It's a fact! The juice of fresh fruits and vegetables is the richest available food source of vitamins, minerals, and enzymes. Juicing fruits, vegetables or wheatgrass offers you a concentration of nutrients that work together to nourish your body and enhance your health.

Why are people juicing now more than ever before? Several reasons!


Superior Nutrition

One tall glass of fresh juice provides you with the equivalent of eating several pounds of fruit and vegetables.

Quick Energy Lift

The nutrients contained in a glass of fresh juice are absorbed within minutes, requiring almost no digestion as with solid foods. You'll feel an immediate energy boost when you need it.

Diet Control

Low-calorie, fresh vegetable and fruit juices should be included in any weight reduction program to provide vitamin and mineral nourishment while lowering calorie intake.

You'll Look Better

The extra nutrients contained in fresh juices are vital in producing a clear and radiant complexion, healthy teeth and gums, strong bones, glowing hair and an alert mind.

Ease Chewing & Digestion Problems

Individuals with problems such as these can once again enjoy the taste and health benefits of vegetables and fruits by drinking an easy-to-digest liquid.

Healthier Children

Finicky eaters will enjoy drinking many delicious and nutritious juices.

Save Money

Prepare fresh juices in your own home that are tastier, more nutritious and cost much less than bottled or prepared juices.

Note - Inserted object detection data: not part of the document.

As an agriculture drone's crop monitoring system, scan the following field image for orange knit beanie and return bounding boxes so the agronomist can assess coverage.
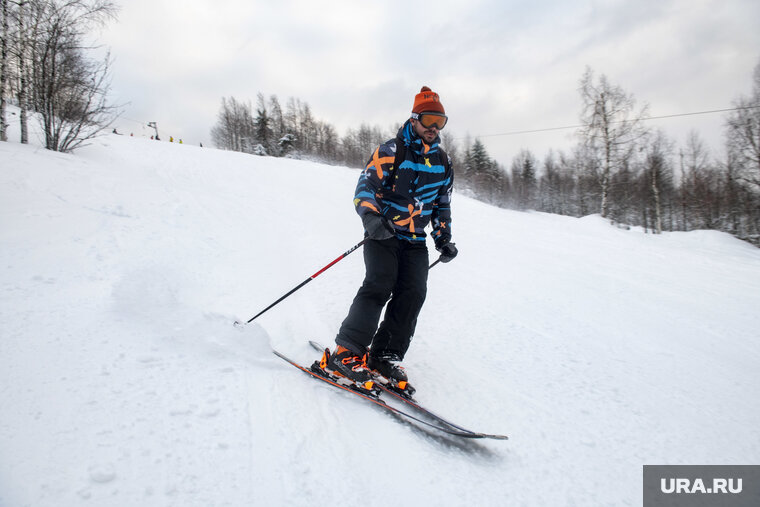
[412,86,446,114]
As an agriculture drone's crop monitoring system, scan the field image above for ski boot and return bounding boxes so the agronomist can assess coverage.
[367,352,415,398]
[312,345,375,393]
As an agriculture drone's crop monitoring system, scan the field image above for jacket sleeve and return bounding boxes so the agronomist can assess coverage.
[354,143,396,215]
[431,157,454,247]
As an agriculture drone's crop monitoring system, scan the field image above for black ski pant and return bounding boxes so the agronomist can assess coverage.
[335,238,428,359]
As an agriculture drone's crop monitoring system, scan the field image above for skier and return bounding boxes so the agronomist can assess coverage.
[321,86,457,388]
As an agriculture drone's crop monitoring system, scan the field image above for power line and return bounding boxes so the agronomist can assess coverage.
[466,105,760,139]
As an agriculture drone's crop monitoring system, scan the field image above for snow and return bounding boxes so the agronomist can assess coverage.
[0,113,760,507]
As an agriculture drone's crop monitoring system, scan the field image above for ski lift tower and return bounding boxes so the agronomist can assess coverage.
[148,121,161,141]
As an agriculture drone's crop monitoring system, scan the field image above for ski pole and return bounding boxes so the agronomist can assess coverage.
[235,239,367,326]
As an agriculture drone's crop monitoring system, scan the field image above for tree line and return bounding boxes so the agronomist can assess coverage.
[0,0,117,151]
[212,64,760,246]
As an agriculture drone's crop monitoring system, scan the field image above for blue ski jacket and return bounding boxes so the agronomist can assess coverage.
[354,120,454,246]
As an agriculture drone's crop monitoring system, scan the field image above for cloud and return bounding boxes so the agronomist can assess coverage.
[105,0,760,165]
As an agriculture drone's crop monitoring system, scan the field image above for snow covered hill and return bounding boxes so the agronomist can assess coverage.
[0,128,760,507]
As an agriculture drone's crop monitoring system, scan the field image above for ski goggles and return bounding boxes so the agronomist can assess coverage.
[412,113,449,130]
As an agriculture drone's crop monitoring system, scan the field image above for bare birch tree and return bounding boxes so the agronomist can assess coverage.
[579,68,647,217]
[726,63,760,191]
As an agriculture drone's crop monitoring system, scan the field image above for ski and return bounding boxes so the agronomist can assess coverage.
[272,350,502,439]
[309,340,509,440]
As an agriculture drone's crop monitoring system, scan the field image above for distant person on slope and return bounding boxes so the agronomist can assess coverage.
[321,86,457,389]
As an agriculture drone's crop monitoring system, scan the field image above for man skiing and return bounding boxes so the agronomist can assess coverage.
[321,86,457,389]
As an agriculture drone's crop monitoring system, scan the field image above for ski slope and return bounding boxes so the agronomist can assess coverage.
[0,124,760,507]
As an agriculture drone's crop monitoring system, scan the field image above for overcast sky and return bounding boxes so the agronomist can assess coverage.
[98,0,760,166]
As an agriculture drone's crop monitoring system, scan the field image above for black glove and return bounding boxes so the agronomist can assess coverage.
[362,213,396,240]
[435,240,459,262]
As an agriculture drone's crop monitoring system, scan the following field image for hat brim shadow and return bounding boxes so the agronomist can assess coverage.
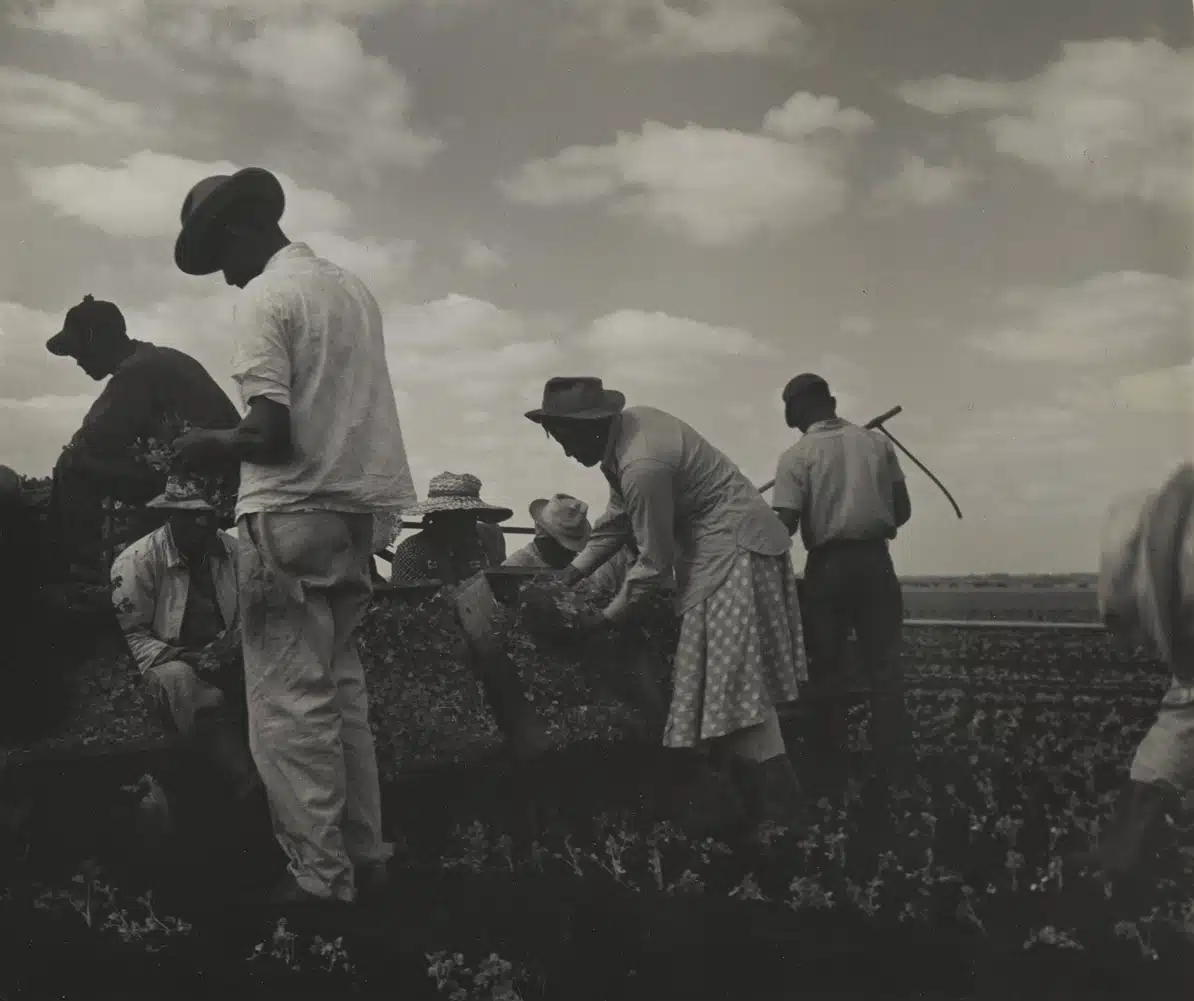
[530,499,592,553]
[402,501,515,524]
[174,167,287,275]
[525,389,626,424]
[146,497,215,511]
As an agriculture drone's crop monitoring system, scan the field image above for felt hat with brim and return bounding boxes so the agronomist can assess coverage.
[45,295,128,358]
[783,371,829,403]
[527,375,626,424]
[530,493,592,553]
[174,167,287,275]
[146,477,215,511]
[402,473,513,522]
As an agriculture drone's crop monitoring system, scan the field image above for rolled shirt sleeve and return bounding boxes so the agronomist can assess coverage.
[771,448,808,514]
[572,489,634,577]
[605,459,676,621]
[112,549,178,674]
[232,288,293,409]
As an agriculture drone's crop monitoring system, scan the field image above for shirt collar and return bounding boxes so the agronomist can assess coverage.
[601,413,622,480]
[264,242,315,271]
[807,417,849,435]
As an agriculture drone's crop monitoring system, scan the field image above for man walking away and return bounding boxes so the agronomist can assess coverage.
[773,374,912,774]
[1070,462,1194,878]
[45,295,240,580]
[174,167,416,904]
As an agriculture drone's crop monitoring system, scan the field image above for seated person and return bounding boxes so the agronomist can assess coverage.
[501,493,592,570]
[389,473,513,588]
[45,295,240,577]
[111,477,260,804]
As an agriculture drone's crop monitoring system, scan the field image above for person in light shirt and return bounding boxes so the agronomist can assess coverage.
[527,377,805,833]
[771,373,912,763]
[1070,462,1194,877]
[501,493,592,570]
[174,167,417,905]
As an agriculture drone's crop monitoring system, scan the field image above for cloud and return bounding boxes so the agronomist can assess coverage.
[838,313,875,337]
[21,149,414,285]
[875,153,975,209]
[1113,362,1194,415]
[580,309,771,361]
[897,74,1021,115]
[230,19,443,167]
[556,0,802,57]
[461,238,510,275]
[0,66,153,136]
[900,38,1194,209]
[763,92,874,139]
[501,94,870,247]
[17,0,442,174]
[974,271,1194,366]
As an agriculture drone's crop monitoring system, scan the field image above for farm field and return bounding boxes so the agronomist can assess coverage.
[0,587,1194,1001]
[904,578,1098,622]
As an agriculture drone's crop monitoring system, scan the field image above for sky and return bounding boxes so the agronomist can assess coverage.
[0,0,1194,575]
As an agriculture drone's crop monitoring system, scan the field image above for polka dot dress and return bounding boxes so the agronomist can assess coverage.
[664,552,808,748]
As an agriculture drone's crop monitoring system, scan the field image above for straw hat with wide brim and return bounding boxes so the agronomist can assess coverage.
[146,477,215,511]
[527,375,626,424]
[530,493,592,553]
[402,473,513,522]
[174,167,287,275]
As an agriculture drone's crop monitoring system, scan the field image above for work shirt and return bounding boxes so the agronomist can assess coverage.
[112,526,239,674]
[389,521,506,587]
[771,417,904,552]
[1097,465,1194,708]
[573,406,792,619]
[233,244,418,518]
[61,340,240,504]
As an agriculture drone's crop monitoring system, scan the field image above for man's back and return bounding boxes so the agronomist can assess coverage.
[234,244,416,516]
[773,418,904,549]
[70,340,240,450]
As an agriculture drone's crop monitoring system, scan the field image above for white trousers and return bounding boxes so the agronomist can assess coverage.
[238,511,393,901]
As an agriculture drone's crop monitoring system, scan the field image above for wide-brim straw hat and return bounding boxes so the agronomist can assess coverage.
[527,375,626,424]
[174,167,287,275]
[146,477,215,511]
[402,473,513,522]
[530,493,592,553]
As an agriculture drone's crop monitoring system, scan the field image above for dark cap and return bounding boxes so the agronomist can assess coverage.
[783,371,829,403]
[45,295,127,358]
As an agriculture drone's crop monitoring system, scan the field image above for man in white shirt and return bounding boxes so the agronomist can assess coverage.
[165,167,416,903]
[771,373,911,761]
[111,477,260,805]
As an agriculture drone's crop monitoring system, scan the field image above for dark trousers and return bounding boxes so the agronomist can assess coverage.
[801,541,907,749]
[801,542,904,689]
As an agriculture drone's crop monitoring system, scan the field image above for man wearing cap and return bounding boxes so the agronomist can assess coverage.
[174,167,417,905]
[771,373,912,761]
[527,377,805,831]
[501,493,592,570]
[111,477,260,805]
[45,295,240,575]
[389,473,513,588]
[1070,462,1194,878]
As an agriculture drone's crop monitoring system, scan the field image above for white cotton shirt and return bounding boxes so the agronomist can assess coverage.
[233,244,418,518]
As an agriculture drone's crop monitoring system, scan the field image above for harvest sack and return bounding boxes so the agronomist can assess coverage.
[1098,463,1194,792]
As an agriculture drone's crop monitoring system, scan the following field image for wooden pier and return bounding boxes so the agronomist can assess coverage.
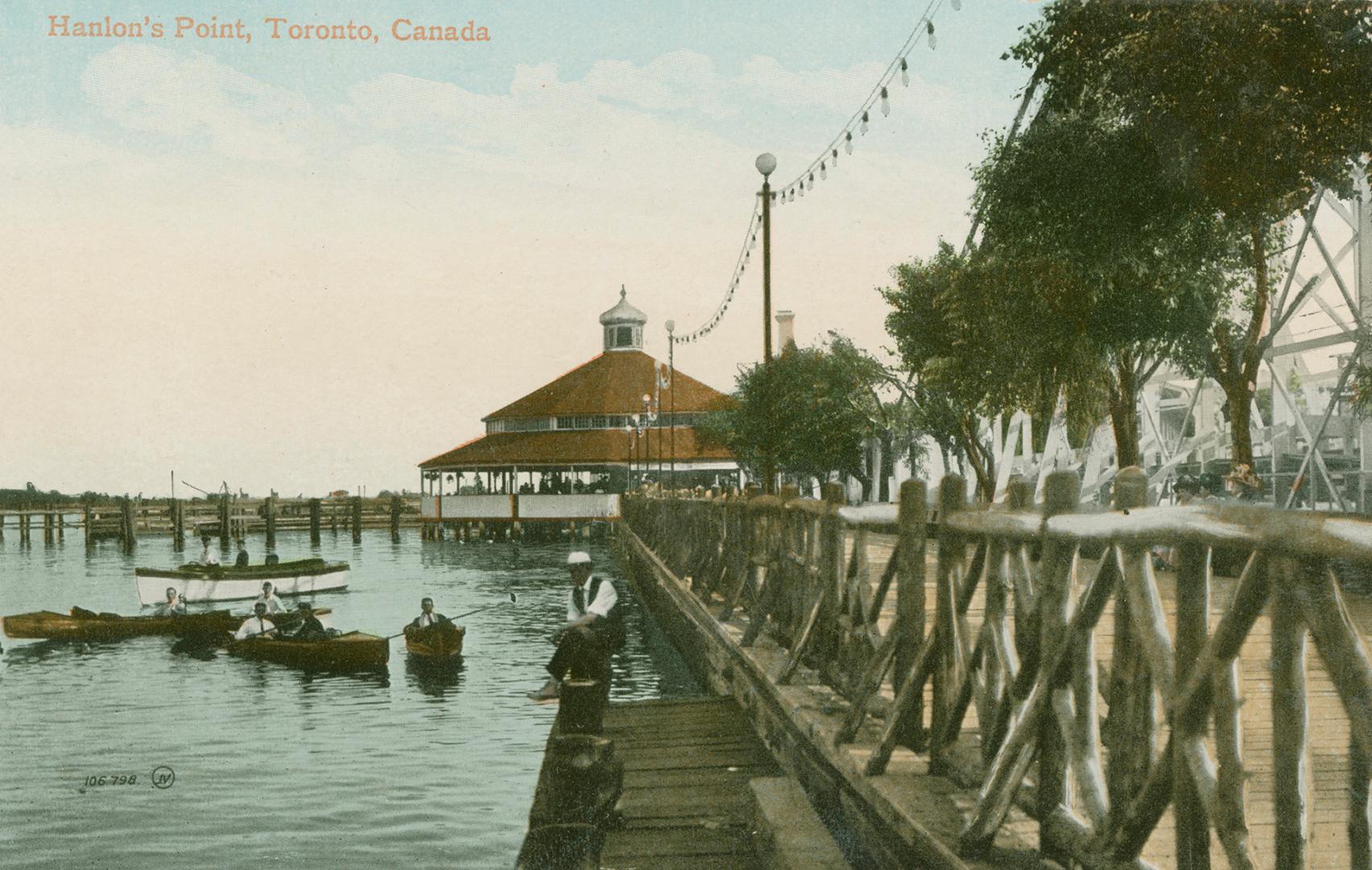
[0,495,419,550]
[618,470,1372,870]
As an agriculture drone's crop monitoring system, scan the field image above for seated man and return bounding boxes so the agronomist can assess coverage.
[152,586,185,616]
[405,599,448,628]
[291,601,329,641]
[233,601,276,641]
[528,553,623,701]
[253,581,285,613]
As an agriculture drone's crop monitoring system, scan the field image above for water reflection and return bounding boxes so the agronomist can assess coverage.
[405,655,466,698]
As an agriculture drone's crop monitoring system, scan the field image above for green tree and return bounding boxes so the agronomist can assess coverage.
[974,110,1229,468]
[696,335,918,493]
[1013,0,1372,464]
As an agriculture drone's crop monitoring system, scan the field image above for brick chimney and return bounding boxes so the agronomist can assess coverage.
[776,312,796,351]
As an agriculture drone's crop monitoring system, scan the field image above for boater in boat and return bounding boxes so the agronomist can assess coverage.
[291,601,329,641]
[233,601,276,641]
[152,586,185,616]
[253,581,285,613]
[528,553,620,701]
[200,535,220,566]
[406,599,452,628]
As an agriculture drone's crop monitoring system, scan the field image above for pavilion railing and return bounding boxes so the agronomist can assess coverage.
[623,468,1372,870]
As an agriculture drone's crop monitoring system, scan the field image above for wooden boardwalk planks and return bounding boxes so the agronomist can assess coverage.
[601,698,781,870]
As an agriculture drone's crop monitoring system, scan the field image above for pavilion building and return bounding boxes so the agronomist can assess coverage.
[419,289,739,523]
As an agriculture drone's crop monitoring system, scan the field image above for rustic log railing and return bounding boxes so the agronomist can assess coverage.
[624,468,1372,870]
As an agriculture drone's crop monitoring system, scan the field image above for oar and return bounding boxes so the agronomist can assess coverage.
[386,593,519,641]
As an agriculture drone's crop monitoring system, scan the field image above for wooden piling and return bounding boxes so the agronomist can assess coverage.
[220,493,233,548]
[262,495,276,553]
[310,498,321,546]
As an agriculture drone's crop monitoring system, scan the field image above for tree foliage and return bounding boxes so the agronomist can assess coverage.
[696,334,918,494]
[1013,0,1372,464]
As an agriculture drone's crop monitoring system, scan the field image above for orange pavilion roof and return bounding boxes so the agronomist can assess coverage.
[419,428,734,470]
[481,350,727,422]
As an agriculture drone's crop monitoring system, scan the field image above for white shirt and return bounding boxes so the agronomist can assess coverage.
[567,575,619,622]
[253,593,285,613]
[233,615,276,641]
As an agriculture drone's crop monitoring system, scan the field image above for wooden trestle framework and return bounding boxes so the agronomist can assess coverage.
[624,468,1372,870]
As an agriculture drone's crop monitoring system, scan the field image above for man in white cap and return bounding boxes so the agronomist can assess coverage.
[528,552,622,701]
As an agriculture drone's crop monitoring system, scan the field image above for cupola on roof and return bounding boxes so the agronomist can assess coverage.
[601,284,647,350]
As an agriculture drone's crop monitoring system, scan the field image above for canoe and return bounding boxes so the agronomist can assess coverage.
[0,608,236,641]
[133,558,349,605]
[229,632,391,671]
[405,622,466,661]
[0,607,331,641]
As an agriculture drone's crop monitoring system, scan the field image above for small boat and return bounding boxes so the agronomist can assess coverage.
[229,632,391,671]
[0,608,243,641]
[405,622,466,663]
[133,558,349,605]
[0,607,331,641]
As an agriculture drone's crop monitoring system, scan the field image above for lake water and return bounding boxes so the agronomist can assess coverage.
[0,530,698,870]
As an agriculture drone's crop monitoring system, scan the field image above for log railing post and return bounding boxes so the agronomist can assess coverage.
[892,480,929,749]
[1103,468,1158,827]
[1172,544,1210,870]
[1271,558,1310,870]
[929,474,967,775]
[1037,470,1095,863]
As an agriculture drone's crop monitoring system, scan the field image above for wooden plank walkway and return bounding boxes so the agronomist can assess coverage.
[846,535,1372,870]
[601,698,781,870]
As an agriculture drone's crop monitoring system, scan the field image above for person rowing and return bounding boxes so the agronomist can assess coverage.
[253,581,285,613]
[291,601,329,641]
[152,586,185,616]
[406,599,452,628]
[233,601,276,641]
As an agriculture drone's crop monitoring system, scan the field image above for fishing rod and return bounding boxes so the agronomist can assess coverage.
[386,593,519,641]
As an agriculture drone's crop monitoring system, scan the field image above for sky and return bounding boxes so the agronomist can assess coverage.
[0,0,1040,495]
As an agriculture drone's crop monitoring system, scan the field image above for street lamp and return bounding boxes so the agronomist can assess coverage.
[754,154,776,362]
[754,154,776,495]
[667,320,676,493]
[643,392,661,482]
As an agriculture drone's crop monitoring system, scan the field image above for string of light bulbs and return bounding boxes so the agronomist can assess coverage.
[674,0,962,343]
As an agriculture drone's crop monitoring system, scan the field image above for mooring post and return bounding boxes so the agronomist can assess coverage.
[310,498,320,545]
[262,495,276,553]
[220,493,233,548]
[119,495,137,550]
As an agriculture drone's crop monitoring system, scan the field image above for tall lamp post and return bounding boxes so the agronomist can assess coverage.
[667,320,676,493]
[753,152,776,495]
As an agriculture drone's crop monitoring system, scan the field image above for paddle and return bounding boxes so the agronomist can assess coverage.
[386,593,519,641]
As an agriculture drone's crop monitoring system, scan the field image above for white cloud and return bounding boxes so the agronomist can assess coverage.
[81,44,328,164]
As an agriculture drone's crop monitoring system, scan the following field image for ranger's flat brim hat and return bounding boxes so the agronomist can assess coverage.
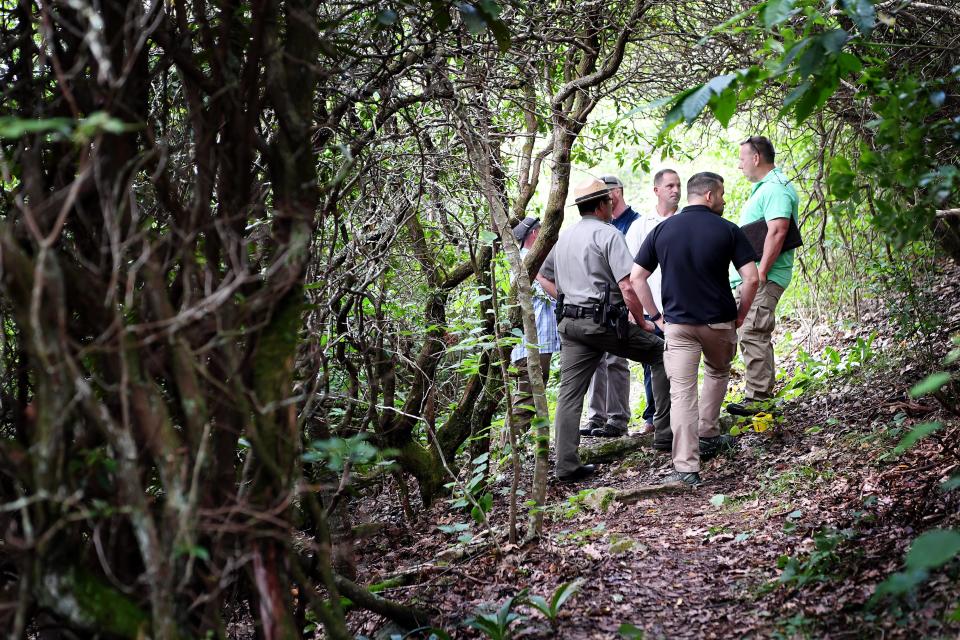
[570,178,610,207]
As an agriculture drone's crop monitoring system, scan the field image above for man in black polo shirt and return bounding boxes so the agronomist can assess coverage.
[630,172,759,485]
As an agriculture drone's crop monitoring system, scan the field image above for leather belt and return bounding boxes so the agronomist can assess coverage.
[563,304,593,318]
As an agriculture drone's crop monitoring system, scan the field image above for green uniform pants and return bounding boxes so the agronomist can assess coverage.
[555,318,673,477]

Reward Yourself with the live nutrients found in fresh fruit and vegetables that nutritionists have long maintained are beneficial to your well-being. Everyday, you can reward yourself with fresh, tasty nutritious juices - just the way nature meant them to be. By regularly including fresh squeezed vegetable and fruit juice in your diet, you'll not only feel healthier, you'll be healthier. Kids love it too. If you and your family want to experience increased energy, glowing skin and hair, better digestion, healthy teeth and gums, strong bones and an alert mind, get juicing!

Living Juice & Enzymes

The simplest way to eat living food is drinking fresh juice. Fruits and vegetables build and regenerate our body; they provide minerals, enzymes, vitamins, carbohydrates, proteins, amino acids, and much more when eaten fresh or raw, without cooking or preservatives. Fresh juice is referred to as "live food" because it contains enzymes. Enzymes are protein molecules that have been found to have enormous health benefits. They have the ability to stimulate biochemical reaction. Enzymes are the body life force and are constantly breaking down substances and rejoining substances to rebuild and repair. Without enzymes all life would simply be a collection of lifeless chemicals. In other words, the element that enables the body to be nourished and live, the element that is hidden within seeds and plants in the sprouting and growth of plants, is a life principle known as enzymes. Heating enzymes and vitamins cause their destruction and minimize the vitality of your juice. Enzymes are the catalyst for the hundreds of thousands of chemical reactions that occur throughout the body; they are essential for the digestion and absorption of foods as well as for the production of cellular energy. Enzymes are essential for most of the building and rebuilding that goes on constantly in our bodies.

Fresh Fruit & Vegetable Juice for Your Daily Diet - The addition of fresh juices will immediately make our eating habits healthier by adding larger amounts of beneficial raw food in a delicious and more easily digestible form. Raw uncooked fruit and vegetables contain vitamins, minerals and enzymes. Dietary experts now emphasize the importance of vitamins and minerals for normal growth and tissue maintenance and efficient absorption (enzymes).

The Benefits of Juice

There is some danger in consuming vast quantities of just fruit juice, however, so be prepared! Fruit juices tend to raise our insulin levels and could lead to diabetes. This is why one should focus more on juicing dark green, leafy vegetables such as lettuces, spinach and kale. It's believed that a person should consume about 1lb of raw vegetables per 50lbs of body weight, and juicing those vegetables makes it much easier to consume as much as you need.

It is also much easier to get the nutrition value you need from juiced produce, as many of us are living with compromised colons due to inappropriate eating habits developed over the years. Our colons are inefficient and may have troubles digesting whole vegetable matter. Doing this will help your body break down the old, diseased cells and quickly replace them with new, healthy cells!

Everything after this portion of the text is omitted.